The word does, however, have a slightly dangerous connotation.

"A lot of people use the word genius as a way to say these people were born geniuses, they have this amazing stuff inside and aren't they lucky," he says. "That's really far from where greatness comes from."

Image caption Director Julie Taymor received a "genius" grant in 1991

This tendency to conflate "genius" with "gifted" can be especially dangerous for children, who have yet to learn lessons about failure and resilience.

Calling child prodigies "geniuses" may be very damaging. "These people end up not taking risks any more, they end up sticking to what they're good at and what people are praising them for," says Mr Shenk.

"The real path to being extraordinary is risk taking and a willingness to fail.
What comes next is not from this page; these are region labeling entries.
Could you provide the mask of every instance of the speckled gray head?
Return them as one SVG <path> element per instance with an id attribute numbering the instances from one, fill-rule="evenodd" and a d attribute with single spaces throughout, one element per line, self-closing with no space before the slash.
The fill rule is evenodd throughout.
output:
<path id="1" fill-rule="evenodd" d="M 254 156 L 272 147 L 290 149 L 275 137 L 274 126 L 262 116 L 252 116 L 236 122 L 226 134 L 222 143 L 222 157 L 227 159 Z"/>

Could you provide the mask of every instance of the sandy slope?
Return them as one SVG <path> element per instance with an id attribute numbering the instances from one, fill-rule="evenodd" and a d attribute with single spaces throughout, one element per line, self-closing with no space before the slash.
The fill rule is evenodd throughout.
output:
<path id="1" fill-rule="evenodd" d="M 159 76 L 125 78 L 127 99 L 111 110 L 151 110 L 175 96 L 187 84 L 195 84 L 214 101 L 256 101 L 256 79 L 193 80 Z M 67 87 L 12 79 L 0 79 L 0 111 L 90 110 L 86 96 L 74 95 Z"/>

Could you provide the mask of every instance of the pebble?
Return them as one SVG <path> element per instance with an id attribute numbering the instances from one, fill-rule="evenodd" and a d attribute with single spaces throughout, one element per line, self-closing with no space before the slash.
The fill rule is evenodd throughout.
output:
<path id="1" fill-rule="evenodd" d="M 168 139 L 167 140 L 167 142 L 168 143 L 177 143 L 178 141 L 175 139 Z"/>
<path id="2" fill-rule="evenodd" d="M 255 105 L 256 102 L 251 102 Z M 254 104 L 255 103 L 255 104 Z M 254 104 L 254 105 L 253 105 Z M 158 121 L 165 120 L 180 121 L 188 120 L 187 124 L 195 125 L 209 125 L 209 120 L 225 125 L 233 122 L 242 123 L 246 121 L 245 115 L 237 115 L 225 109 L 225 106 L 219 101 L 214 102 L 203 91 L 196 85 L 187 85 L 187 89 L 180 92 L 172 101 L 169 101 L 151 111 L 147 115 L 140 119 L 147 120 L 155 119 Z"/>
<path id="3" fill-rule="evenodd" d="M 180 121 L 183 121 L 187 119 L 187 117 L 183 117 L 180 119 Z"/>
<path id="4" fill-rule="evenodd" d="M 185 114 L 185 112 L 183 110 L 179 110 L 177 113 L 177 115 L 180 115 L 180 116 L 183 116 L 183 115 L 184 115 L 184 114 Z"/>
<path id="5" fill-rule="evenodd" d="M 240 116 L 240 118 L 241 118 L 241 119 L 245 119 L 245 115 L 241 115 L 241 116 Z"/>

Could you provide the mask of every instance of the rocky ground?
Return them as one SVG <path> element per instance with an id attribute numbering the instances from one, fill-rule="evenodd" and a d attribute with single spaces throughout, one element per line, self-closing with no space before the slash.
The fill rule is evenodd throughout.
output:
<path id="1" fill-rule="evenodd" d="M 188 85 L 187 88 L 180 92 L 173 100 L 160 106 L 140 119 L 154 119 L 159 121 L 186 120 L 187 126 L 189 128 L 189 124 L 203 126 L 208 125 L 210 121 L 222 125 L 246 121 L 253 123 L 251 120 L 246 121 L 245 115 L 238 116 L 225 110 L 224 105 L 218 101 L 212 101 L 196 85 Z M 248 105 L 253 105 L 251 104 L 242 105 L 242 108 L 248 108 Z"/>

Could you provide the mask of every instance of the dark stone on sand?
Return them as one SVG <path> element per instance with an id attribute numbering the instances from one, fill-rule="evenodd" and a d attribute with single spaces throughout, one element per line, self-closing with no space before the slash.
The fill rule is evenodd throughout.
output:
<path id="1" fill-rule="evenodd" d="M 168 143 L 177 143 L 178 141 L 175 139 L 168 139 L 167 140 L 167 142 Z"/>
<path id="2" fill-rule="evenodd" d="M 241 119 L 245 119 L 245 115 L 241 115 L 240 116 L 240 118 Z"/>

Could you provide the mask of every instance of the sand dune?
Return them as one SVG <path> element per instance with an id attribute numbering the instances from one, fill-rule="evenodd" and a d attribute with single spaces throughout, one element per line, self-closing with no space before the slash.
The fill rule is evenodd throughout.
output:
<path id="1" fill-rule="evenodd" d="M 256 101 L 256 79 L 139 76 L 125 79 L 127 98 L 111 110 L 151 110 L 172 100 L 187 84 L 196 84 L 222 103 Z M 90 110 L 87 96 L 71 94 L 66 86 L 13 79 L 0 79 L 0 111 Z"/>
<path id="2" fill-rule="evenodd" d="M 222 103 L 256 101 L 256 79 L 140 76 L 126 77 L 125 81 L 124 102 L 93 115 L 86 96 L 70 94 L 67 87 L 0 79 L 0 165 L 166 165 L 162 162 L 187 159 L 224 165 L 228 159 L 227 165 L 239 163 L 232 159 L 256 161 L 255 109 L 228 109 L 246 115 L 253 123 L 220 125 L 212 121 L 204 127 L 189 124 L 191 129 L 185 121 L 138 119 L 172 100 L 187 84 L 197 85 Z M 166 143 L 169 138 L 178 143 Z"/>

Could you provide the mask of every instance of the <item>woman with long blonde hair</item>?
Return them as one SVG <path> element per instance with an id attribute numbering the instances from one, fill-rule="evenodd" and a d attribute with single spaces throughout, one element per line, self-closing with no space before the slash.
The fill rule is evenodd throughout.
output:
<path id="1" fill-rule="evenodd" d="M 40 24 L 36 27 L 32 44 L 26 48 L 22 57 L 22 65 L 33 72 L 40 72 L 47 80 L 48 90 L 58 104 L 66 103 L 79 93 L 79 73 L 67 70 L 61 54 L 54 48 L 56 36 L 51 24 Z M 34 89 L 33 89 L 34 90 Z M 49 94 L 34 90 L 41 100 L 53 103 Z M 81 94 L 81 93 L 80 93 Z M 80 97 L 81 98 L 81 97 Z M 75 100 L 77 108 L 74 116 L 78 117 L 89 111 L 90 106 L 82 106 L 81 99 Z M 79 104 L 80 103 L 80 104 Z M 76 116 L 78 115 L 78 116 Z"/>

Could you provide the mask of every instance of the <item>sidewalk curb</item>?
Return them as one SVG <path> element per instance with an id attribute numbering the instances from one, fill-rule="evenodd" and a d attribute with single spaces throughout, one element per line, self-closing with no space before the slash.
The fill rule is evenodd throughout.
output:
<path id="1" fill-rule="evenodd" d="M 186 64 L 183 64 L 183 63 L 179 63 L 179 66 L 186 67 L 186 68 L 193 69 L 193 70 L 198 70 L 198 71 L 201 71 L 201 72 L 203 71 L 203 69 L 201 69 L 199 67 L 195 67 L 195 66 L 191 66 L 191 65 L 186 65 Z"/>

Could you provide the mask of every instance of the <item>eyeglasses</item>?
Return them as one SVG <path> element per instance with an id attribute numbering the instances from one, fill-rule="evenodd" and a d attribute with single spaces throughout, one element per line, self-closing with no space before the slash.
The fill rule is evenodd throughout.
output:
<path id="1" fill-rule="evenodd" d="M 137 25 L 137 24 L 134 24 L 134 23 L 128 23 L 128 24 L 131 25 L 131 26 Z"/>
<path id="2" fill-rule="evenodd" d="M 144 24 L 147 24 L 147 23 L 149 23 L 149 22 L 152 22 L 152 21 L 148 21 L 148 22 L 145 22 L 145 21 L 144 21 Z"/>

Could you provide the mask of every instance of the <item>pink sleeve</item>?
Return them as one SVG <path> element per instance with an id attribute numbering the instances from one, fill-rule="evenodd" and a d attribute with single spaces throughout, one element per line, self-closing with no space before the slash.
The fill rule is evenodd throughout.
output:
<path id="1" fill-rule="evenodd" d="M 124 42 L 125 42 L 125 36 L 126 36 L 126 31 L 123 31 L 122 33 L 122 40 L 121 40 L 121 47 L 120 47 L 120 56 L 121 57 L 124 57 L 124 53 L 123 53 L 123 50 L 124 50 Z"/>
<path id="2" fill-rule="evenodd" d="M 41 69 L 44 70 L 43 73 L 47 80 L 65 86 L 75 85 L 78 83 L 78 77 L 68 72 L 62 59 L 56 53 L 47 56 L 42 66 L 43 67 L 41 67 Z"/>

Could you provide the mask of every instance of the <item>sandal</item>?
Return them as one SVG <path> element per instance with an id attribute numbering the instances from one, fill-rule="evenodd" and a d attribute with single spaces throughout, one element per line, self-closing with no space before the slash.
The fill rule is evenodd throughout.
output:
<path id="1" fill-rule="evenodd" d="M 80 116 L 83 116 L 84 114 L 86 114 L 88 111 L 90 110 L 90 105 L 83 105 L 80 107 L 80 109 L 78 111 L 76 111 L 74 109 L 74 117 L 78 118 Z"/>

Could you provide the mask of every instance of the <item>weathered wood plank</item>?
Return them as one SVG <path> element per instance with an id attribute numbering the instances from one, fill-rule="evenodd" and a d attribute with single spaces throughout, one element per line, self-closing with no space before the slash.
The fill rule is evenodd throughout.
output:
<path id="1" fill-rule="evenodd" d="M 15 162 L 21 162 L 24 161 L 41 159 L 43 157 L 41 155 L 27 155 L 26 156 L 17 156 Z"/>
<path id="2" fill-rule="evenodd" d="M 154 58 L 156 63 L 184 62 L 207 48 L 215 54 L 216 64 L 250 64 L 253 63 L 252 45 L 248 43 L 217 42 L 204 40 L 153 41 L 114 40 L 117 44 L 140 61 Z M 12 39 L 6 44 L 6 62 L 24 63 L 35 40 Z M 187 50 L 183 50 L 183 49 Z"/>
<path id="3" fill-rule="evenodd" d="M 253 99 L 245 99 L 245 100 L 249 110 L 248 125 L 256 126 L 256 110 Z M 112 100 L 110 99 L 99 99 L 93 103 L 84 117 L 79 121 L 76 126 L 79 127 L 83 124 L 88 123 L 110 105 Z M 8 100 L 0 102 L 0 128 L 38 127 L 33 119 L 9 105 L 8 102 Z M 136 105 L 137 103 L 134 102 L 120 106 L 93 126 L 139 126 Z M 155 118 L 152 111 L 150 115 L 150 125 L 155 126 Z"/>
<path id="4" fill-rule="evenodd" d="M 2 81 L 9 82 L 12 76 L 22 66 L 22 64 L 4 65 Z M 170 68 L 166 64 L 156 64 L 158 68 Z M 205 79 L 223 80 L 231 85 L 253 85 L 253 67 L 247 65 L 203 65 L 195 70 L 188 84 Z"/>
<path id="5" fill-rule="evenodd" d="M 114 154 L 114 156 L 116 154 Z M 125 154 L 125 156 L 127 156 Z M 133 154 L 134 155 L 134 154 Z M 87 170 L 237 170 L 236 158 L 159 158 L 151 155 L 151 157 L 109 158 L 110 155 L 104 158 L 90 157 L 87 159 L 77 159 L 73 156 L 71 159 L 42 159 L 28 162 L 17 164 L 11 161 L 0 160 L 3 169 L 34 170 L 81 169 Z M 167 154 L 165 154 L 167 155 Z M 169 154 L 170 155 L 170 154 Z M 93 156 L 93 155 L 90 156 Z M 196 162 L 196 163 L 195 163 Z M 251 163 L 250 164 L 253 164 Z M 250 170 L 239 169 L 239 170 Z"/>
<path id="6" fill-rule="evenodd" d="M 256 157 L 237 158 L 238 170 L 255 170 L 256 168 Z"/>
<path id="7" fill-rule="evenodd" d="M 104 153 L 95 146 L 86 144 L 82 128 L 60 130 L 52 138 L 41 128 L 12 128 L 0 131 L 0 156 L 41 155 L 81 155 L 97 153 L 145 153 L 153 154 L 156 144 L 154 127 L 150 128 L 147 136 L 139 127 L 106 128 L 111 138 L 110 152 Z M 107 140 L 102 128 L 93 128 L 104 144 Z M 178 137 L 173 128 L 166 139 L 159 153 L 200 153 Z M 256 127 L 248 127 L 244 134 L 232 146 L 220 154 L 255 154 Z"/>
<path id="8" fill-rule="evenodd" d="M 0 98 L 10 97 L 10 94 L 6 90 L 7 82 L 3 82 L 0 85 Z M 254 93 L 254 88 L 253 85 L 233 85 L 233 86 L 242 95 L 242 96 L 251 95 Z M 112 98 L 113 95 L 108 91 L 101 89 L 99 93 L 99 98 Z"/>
A lot of kids who are labelled prodigies early on end up being mediocre or worse," he says.

The freedom factor

For successful adults, being called a genius doesn't have the same dangerous effect - in part because they know that hard work, not lofty titles, are the key to greatness.

"In my family, it became sort of a family joke, because I don't exactly pass for a genius in my family and life," says Robert Darnton, history professor, director of the Harvard University library, and former MacArthur fellow. "I don't think my colleagues took it too seriously."

Image caption Historian Henry Louis Gates was one of the first recipients of a MacArthur fellowship

More important than the mantle of "genius", he says, was the ability to turn down teaching work to focus on his research.

"The idea of taking people of promise and allowing them to take risks is a rather good idea," he says. "In my life, it made a tremendous difference."

Giving people the freedom and security to try new things, rather than declaring them brilliant, is one of the best ways to incubate genius-like ideas and execution, says Mr Shenk.

Still, calling these men and women geniuses may have some positive effects.

"Society at large doesn't really understand the intricacies of whale echo-location or French medieval history," says Charles Bigelow, a type historian, professor, and designer who received the award in 1982.

Labelling such work the output of geniuses, however, gives the public a reason to take note. "It gives our society a way to label it, to graph it and understand it," he says. "It's a useful term - maybe not for the fellows, but for society."

Plus, as far as name-calling goes, you could do a lot worse.

"It enhances one's credibility," says Billie Jean Young, the artist in residence at Judson college and a 1991 recipient.

"You probably already thought you were pretty smart, but it's nice to have it affirmed."